D4.1 - OUTLINE BEST PRACTICES FOR SNOWFLAKE PERFORMANCE MANAGEMENT ON STORAGE Flashcards
1
Q
What is micro-partitioning?
A
- The physical tables that comprise Snowflakes logical tables
- Snowflake automatically partitions the data so that users do not need to define a a partition schema
- Micro partitions are immutable and each micro-partition obtains between 50-500 MB on uncompressed data
- Snowflake stores metadata about all rows stored in a micro-partition
2
Q
How does micro-partitioning enable clustering?
A
- By creating a metadata unique to the clusters created by micro-partitioning
3
Q
What metadata is saved for clustered data?
A
- The total number of micro-partitions that comprise the table.
- The number of micro-partitions containing values that overlap with each other (in a specified subset of table columns).

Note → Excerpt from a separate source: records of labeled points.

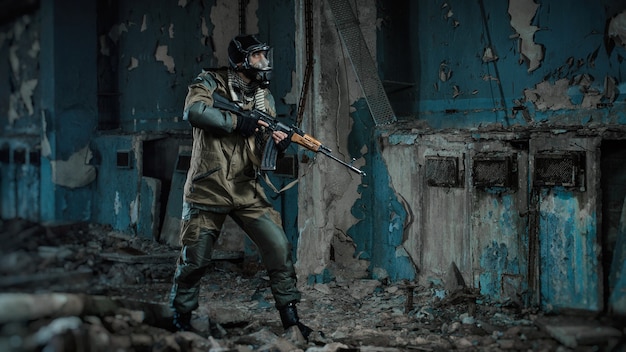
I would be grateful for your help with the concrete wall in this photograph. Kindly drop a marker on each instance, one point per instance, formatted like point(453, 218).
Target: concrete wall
point(488, 96)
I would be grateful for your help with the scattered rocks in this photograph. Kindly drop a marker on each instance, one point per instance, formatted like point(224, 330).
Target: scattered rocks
point(83, 287)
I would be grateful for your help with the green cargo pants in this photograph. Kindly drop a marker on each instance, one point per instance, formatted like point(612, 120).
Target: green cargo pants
point(199, 231)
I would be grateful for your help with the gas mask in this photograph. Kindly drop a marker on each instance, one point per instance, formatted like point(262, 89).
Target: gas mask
point(252, 57)
point(258, 66)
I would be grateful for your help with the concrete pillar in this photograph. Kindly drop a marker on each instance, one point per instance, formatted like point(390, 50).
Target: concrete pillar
point(69, 104)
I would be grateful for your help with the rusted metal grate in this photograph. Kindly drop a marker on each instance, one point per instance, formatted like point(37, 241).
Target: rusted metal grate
point(442, 171)
point(494, 171)
point(559, 169)
point(362, 62)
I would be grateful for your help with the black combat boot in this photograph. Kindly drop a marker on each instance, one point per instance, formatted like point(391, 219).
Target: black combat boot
point(182, 321)
point(289, 318)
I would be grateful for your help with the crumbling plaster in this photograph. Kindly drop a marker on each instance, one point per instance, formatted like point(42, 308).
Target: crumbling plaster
point(328, 191)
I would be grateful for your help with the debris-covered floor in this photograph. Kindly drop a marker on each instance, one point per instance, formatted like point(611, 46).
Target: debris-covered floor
point(81, 287)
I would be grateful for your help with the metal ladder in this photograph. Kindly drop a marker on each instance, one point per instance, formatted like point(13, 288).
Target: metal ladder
point(362, 62)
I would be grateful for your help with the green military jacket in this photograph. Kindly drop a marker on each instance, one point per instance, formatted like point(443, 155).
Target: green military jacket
point(224, 164)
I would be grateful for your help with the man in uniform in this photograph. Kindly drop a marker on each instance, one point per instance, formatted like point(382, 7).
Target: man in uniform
point(223, 180)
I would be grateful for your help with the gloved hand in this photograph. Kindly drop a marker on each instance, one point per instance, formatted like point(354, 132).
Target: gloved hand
point(247, 124)
point(284, 144)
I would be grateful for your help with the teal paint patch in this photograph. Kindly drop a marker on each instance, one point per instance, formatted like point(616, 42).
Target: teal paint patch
point(379, 230)
point(569, 264)
point(402, 139)
point(493, 262)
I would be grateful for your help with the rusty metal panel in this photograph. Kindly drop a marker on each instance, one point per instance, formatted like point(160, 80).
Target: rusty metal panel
point(567, 237)
point(498, 225)
point(560, 169)
point(443, 212)
point(442, 171)
point(494, 170)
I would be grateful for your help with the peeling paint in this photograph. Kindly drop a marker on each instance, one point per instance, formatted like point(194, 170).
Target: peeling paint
point(74, 172)
point(161, 55)
point(489, 55)
point(224, 14)
point(617, 29)
point(104, 47)
point(26, 93)
point(116, 31)
point(444, 72)
point(117, 204)
point(550, 97)
point(144, 23)
point(134, 63)
point(522, 13)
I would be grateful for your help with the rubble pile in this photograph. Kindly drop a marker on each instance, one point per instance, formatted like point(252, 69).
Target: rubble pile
point(84, 287)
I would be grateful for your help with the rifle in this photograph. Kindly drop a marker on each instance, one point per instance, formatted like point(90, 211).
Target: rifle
point(270, 153)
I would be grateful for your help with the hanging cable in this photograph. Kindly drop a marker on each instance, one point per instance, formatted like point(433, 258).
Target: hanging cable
point(308, 71)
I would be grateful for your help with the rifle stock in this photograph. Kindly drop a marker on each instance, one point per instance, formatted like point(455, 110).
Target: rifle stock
point(270, 153)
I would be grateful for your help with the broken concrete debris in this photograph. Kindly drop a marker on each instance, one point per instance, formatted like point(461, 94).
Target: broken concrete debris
point(113, 293)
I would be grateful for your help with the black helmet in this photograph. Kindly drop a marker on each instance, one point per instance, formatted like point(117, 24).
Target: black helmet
point(239, 51)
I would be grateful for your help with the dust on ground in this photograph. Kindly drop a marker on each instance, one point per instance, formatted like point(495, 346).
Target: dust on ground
point(85, 287)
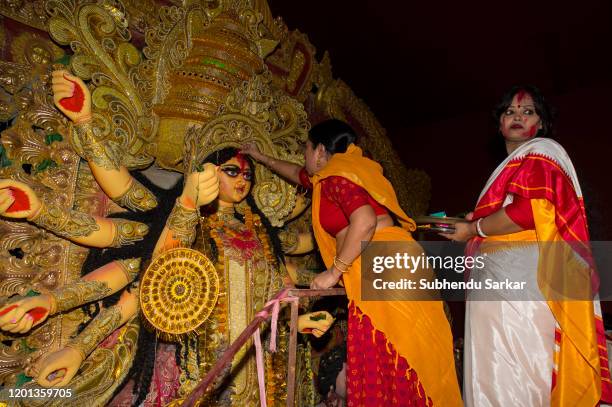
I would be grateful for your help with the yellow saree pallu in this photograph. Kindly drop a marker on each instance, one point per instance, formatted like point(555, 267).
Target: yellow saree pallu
point(418, 330)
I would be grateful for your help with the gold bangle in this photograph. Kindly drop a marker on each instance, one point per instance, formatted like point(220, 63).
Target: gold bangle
point(127, 232)
point(182, 222)
point(343, 269)
point(137, 198)
point(91, 149)
point(64, 222)
point(101, 327)
point(130, 267)
point(339, 260)
point(76, 294)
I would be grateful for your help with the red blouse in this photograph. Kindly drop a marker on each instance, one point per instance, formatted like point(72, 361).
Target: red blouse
point(520, 212)
point(339, 199)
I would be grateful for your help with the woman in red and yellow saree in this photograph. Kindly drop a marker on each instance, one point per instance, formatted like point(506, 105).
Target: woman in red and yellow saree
point(545, 345)
point(399, 352)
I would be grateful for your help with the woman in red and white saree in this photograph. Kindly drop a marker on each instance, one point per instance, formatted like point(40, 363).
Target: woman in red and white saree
point(399, 352)
point(543, 346)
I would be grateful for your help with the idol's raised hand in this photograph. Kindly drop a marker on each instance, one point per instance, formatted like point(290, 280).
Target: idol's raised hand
point(17, 200)
point(201, 188)
point(71, 96)
point(21, 315)
point(59, 367)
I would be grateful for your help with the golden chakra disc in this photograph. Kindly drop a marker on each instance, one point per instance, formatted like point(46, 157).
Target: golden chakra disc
point(178, 291)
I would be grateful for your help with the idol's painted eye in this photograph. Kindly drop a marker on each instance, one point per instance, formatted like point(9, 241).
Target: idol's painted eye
point(231, 171)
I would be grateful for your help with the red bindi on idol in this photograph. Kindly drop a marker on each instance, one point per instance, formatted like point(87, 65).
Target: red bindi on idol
point(242, 160)
point(22, 202)
point(520, 95)
point(75, 102)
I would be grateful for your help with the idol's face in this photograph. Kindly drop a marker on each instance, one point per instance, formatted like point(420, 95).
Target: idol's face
point(235, 178)
point(520, 121)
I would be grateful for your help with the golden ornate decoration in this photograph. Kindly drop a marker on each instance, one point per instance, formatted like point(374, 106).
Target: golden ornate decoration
point(130, 267)
point(182, 222)
point(64, 222)
point(128, 232)
point(137, 198)
point(219, 54)
point(178, 292)
point(31, 13)
point(103, 325)
point(100, 39)
point(77, 294)
point(294, 65)
point(277, 123)
point(34, 50)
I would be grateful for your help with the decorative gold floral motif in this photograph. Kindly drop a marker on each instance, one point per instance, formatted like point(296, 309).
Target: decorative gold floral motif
point(130, 267)
point(65, 222)
point(182, 222)
point(76, 294)
point(31, 13)
point(34, 50)
point(102, 326)
point(178, 292)
point(128, 232)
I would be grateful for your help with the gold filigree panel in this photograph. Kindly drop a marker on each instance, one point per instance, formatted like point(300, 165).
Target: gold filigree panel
point(28, 12)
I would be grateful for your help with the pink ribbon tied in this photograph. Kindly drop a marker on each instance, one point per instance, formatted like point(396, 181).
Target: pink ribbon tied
point(264, 313)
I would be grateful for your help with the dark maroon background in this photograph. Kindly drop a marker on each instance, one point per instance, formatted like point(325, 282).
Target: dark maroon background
point(433, 70)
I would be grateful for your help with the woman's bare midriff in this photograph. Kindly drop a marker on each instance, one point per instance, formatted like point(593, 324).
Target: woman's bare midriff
point(382, 221)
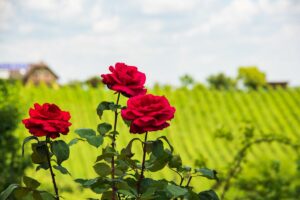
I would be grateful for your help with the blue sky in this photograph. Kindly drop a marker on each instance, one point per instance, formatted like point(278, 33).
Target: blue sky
point(164, 38)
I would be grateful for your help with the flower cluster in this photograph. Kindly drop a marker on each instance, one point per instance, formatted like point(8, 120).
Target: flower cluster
point(146, 112)
point(47, 120)
point(119, 174)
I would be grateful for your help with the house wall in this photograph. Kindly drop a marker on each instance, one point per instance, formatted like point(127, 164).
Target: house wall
point(41, 75)
point(4, 73)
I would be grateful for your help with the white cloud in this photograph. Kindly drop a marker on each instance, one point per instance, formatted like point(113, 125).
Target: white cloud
point(279, 6)
point(238, 12)
point(26, 28)
point(7, 13)
point(165, 6)
point(106, 25)
point(55, 9)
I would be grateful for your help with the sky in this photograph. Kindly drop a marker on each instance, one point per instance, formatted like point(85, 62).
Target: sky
point(163, 38)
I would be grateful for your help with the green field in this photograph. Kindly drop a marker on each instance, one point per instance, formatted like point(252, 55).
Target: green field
point(199, 113)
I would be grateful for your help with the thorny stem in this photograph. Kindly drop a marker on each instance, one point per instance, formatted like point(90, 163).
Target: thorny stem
point(51, 170)
point(143, 165)
point(113, 144)
point(239, 158)
point(189, 181)
point(181, 177)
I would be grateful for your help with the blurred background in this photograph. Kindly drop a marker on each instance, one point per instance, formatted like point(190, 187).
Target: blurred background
point(231, 69)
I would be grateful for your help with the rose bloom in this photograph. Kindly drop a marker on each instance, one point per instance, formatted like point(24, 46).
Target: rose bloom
point(47, 120)
point(125, 79)
point(148, 113)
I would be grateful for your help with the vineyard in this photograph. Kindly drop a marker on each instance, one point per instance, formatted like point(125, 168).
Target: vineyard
point(199, 113)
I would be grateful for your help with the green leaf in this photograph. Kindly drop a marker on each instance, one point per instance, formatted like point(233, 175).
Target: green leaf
point(8, 191)
point(21, 192)
point(175, 162)
point(103, 128)
point(46, 195)
point(208, 173)
point(27, 139)
point(102, 169)
point(127, 151)
point(30, 182)
point(86, 182)
point(36, 195)
point(39, 154)
point(62, 169)
point(104, 106)
point(166, 139)
point(74, 141)
point(149, 194)
point(85, 132)
point(127, 122)
point(158, 163)
point(61, 150)
point(208, 195)
point(90, 136)
point(127, 193)
point(158, 148)
point(107, 153)
point(95, 141)
point(176, 191)
point(107, 195)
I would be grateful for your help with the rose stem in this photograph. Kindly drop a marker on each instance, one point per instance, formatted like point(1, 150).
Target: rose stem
point(51, 170)
point(113, 144)
point(143, 165)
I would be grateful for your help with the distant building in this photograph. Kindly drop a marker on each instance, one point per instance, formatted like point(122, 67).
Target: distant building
point(29, 73)
point(13, 71)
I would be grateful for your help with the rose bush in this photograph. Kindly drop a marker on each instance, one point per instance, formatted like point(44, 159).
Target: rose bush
point(47, 120)
point(120, 175)
point(148, 113)
point(125, 79)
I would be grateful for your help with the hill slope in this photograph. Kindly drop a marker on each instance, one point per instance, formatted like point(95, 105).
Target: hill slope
point(198, 114)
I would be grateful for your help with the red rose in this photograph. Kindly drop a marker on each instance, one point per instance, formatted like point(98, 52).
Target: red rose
point(148, 113)
point(125, 79)
point(47, 120)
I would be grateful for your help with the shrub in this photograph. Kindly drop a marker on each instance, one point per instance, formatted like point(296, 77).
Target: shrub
point(252, 77)
point(221, 81)
point(11, 164)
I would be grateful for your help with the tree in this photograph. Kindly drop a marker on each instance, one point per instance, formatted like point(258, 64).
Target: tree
point(11, 163)
point(94, 81)
point(221, 81)
point(187, 80)
point(252, 77)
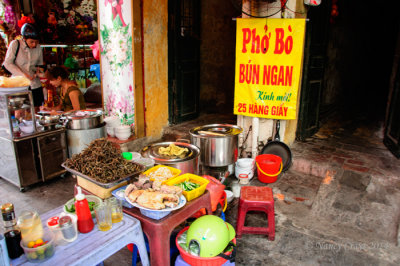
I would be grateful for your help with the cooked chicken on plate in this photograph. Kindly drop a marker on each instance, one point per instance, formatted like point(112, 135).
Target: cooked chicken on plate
point(155, 197)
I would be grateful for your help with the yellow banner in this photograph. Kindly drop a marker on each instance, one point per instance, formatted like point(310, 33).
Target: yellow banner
point(269, 54)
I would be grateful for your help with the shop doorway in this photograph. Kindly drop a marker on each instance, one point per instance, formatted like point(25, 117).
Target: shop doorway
point(347, 79)
point(183, 60)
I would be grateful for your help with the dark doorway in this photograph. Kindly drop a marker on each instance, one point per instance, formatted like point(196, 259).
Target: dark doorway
point(183, 60)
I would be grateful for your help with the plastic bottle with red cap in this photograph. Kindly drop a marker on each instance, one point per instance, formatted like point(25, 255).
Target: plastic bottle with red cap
point(85, 221)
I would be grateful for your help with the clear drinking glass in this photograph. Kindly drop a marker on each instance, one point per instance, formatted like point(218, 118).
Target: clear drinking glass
point(103, 216)
point(116, 209)
point(31, 227)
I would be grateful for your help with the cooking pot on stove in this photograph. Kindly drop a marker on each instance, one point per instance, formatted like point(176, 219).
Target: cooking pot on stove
point(188, 162)
point(218, 143)
point(84, 119)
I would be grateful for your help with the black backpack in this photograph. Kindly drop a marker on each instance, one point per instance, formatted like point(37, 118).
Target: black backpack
point(16, 53)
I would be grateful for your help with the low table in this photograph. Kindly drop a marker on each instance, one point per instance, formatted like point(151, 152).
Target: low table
point(96, 246)
point(159, 232)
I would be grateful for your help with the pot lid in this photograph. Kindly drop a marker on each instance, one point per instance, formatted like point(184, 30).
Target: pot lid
point(216, 130)
point(83, 114)
point(153, 151)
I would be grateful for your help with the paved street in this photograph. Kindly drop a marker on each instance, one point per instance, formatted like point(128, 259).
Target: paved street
point(337, 205)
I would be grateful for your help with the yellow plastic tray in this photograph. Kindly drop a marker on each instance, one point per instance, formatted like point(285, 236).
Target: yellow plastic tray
point(195, 193)
point(175, 172)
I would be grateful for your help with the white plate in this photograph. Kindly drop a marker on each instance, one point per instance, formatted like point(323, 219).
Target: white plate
point(182, 202)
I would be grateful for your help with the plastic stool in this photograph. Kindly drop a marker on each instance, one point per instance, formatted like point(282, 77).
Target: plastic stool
point(256, 199)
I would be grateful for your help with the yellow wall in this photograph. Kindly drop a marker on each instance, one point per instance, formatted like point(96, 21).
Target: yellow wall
point(155, 52)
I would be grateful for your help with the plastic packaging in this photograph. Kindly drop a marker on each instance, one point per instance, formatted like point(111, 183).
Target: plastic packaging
point(85, 221)
point(236, 189)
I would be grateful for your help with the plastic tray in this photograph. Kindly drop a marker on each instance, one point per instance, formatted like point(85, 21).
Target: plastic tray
point(106, 185)
point(175, 172)
point(190, 195)
point(119, 193)
point(158, 214)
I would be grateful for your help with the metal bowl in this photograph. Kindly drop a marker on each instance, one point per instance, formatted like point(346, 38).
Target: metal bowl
point(16, 102)
point(45, 120)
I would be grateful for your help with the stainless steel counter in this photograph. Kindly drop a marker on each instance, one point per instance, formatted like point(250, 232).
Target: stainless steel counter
point(33, 158)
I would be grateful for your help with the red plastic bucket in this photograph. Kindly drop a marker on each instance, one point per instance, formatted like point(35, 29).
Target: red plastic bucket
point(200, 261)
point(269, 166)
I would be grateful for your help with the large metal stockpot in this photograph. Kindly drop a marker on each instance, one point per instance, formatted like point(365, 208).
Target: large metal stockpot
point(82, 128)
point(84, 119)
point(187, 162)
point(218, 143)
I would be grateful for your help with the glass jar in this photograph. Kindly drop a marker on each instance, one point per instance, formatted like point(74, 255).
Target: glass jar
point(30, 224)
point(68, 228)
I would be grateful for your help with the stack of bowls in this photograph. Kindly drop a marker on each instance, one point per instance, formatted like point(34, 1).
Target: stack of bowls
point(245, 166)
point(122, 132)
point(111, 123)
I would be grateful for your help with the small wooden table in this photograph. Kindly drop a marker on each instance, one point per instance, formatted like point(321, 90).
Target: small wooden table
point(94, 247)
point(159, 232)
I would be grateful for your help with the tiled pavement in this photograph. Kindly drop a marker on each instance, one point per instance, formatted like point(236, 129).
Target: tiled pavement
point(337, 205)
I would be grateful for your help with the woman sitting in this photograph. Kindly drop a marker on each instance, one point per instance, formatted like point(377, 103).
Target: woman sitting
point(71, 97)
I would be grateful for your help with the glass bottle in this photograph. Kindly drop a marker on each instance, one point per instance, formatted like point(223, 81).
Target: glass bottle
point(30, 225)
point(13, 240)
point(12, 233)
point(7, 211)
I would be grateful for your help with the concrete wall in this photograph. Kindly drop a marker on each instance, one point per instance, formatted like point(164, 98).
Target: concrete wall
point(217, 56)
point(155, 53)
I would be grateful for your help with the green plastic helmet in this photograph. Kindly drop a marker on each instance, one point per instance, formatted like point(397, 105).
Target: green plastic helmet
point(211, 234)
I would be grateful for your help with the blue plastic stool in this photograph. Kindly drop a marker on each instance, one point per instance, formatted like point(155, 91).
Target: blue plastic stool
point(180, 262)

- The depth of the overlapping micro-partitions.
- The unique values contained within partitions
4
Q
What is a clustering key?
A
- A clustering key is a subset of columns in a table (or expressions on a table) that are explicitly designated to co-locate the data in the table in the same micro-partitions.
- This is useful for very large tables where the ordering was not ideal (at the time the data was inserted/loaded) or extensive DML has caused the table’s natural clustering to degrade.
5
Q
What is a materialized view?
A
- A materialized view if a pre-computed data set derived from a query specification (the SELECT in the view definition) and stored for later use
- because the data is pre-computed querying the view is faster, which can be significant when a query is being run frequently` or is sufficiently complex.
- Materialized views can speed up expansive aggregation, projection, and selection operations on large datasets
6
Q
What is the benefit and cost of a materialized view?
A
- Materialized views are designed to improve query performance for workloads composed of common, repeated query patterns.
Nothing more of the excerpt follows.